I spoke at both conferences, but felt more at home with the hair and jumpers. The suits were more open-minded than I expected; they invited and listened to environmental journalist George Monbiot who with cool, well-informed and devastating logic questioned the moral acceptability and political sustainability of paying £3 billion of taxpayers’ money to farmers in the form of subsidies, with precious little in return.
There seemed to be an acceptance that, post-Brexit, farmers will instead only be paid for what they deliver, whether it is food or “public goods” (flood prevention, environmental or aesthetic benefit, public access, education, etc).
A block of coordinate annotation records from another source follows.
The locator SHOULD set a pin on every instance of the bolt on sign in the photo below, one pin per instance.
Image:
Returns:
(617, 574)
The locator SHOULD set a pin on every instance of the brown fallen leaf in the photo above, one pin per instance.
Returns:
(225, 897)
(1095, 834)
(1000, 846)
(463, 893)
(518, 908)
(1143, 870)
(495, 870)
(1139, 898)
Even more heartening was the acceptance that we could not continue to abuse our soils, and better still that knowledge combined with ‘biological’ farming offered a genuine alternative to blindly following the agrochemical and GM industry.
But the prevailing atmosphere seemed to be of fear, from an industry carried on the tide of its suppliers’ and politicians’ motivations, which must now wait for Brexit to unravel and for the next technological product to arrive to determine its destiny.
Down the road at the Oxford Real Farming Conference, the feeling was of a movement that has found its time in agricultural history. There was talk of beliefs and justice, with an acceptance that, while farming decisions must not be based exclusively on a reductionist pursuit of profit, profit was still vital. These were not the starry-eyed idealists that have driven me to distraction over the last 30 years; they were human and imaginative but above all, intensely practical in their search for ways to grow nutritious food with social and environmental justice. Like the 14th century Peasant’s Revolt, the 17th century Diggers and Levellers and the 19th century Tolpuddle Martyrs, they lack the land, power and capital to match their energy, determination and independence, but let’s hope they don’t get hanged or deported this time.
In an industry depressingly subservient to the needs of its suppliers, these people bring hope and deserve support. Surely now, as the UK shapes its new post-Brexit agricultural policy, it should look to serve farmer, consumer and the environment with equity and to support new entrants, rather than predominantly to perpetuate the privilege of the rich and powerful.